- Paradigm: multi-paradigm
- Designed by: Manuel Serrano
- First appeared: 2006
- Stable release: 3.6.0 / June 26, 2025; 15 months ago
- Typing discipline: strong, dynamic
- License: GPL 2+
- Website: hop.inria.fr

Influenced by
- Scheme

= Hop (software) =

Hop is a Lisp-like programming language by Manuel Serrano for web 2.0 and also the name of the server (server and proxy) that implements this language. It is written in Bigloo Scheme. It is a project funded by INRIA.

==Language design==
Hop is a stratified language, which means that a single program file contains instructions for both the server and the client. The server executes CPU demanding computations and operations that require system privileges for accessing files or other resources. The clients (of which there may be many such as browsers, cell phones, etc.) are dedicated to executing actions related to the programming of the graphical user interfaces.
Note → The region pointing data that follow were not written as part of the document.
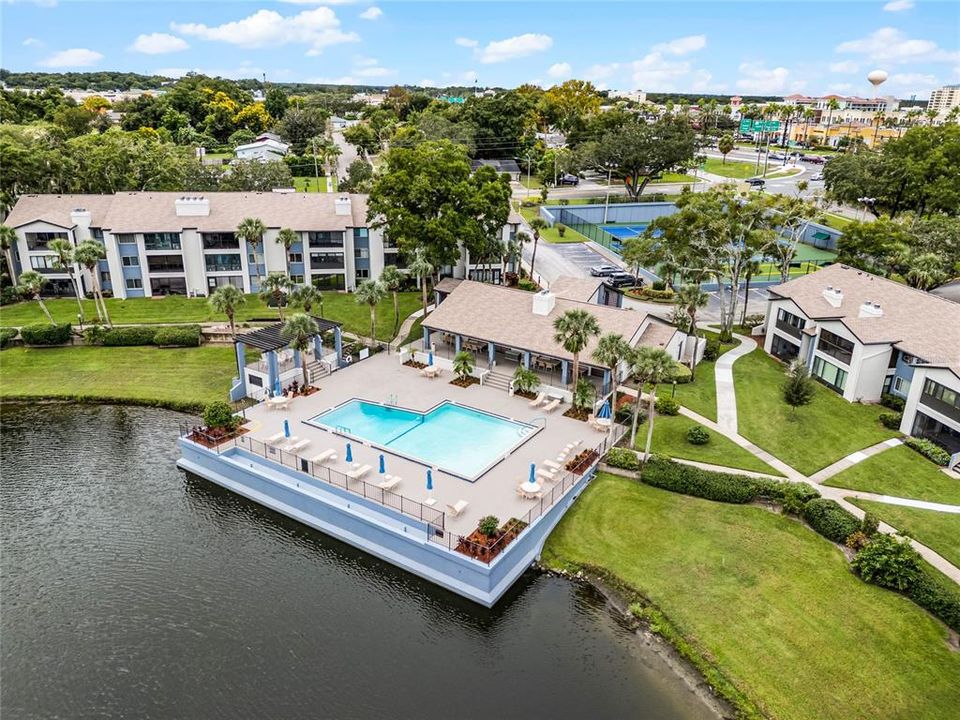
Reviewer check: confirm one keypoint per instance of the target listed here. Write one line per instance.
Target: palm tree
(89, 253)
(651, 366)
(391, 279)
(287, 238)
(63, 260)
(8, 238)
(573, 331)
(691, 298)
(422, 269)
(226, 300)
(273, 287)
(371, 292)
(31, 284)
(537, 224)
(298, 329)
(612, 350)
(define-service (server-date) ; 1
  (current-date)) ; 2

(<HTML> ; 4
  (<BUTTON> ; 5
    :onclick ~(with-hop ($server-date) ; 6
                  (lambda (h) (alert h))) ; 7
      "Server time")) ; 8

The code snippet above illustrates a few concepts.
- The 8 lines of code define a complete program. Lines 1 and 2 result in a service definition on the server. Lines 4 through 8 result in an HTML page complete with JavaScript functions. It instructs a client (browser) to display a button with the label "Server time" and to send a request to the server when the user clicks on the button. Hop automatically generates all the instructions needed for the communication between the client and the server.
- Hop is based on Scheme. Therefore, a Hop program is essentially a list of words and/or lists that start and end with parentheses. For example "(HTML content)". "HTML" is the function name and "content" is the function parameter.
- Function names in Hop may contain characters other than letters and numbers. For example "<HTML>" is a valid name. Therefore, the syntax of Hop looks very similar to HTML (by design). The Hop expression "(<HTML> content)" is similar to the HTML expression "<HTML>content</HTML>".
- HTML parameters start with a colon; for example ":onclick".
- The $ character in "$server-date" indicates that the server should substitute the variable name "server-date" with the variable's value before sending the HTML to the client. This is very similar to how ASP and JSP work.
- The ~ character in ":onclick ~(...)" indicates that the client should process what is between the parentheses.
- The "with-hop" function in "(with-hop (...) (...))" is a special function that delegates work to the server and takes two parameters. The first parameter contains the request the client should send to the server asynchronously. The second parameter contains the callback function that the client should invoke when the response arrives from the server. "(lambda (h) (alert h))" is an anonymous function that takes a single input parameter "(h)", which contains the server response when the function is called. "(alert h)" is the function body.

==Issues==
Given its recent introduction, Hop currently exhibits a number of weaknesses.
- Security is weak. It is an area of active research.
- Network failures are currently handled through manually coded time-out and exception routines, this approach is labor-intensive and relatively unreliable.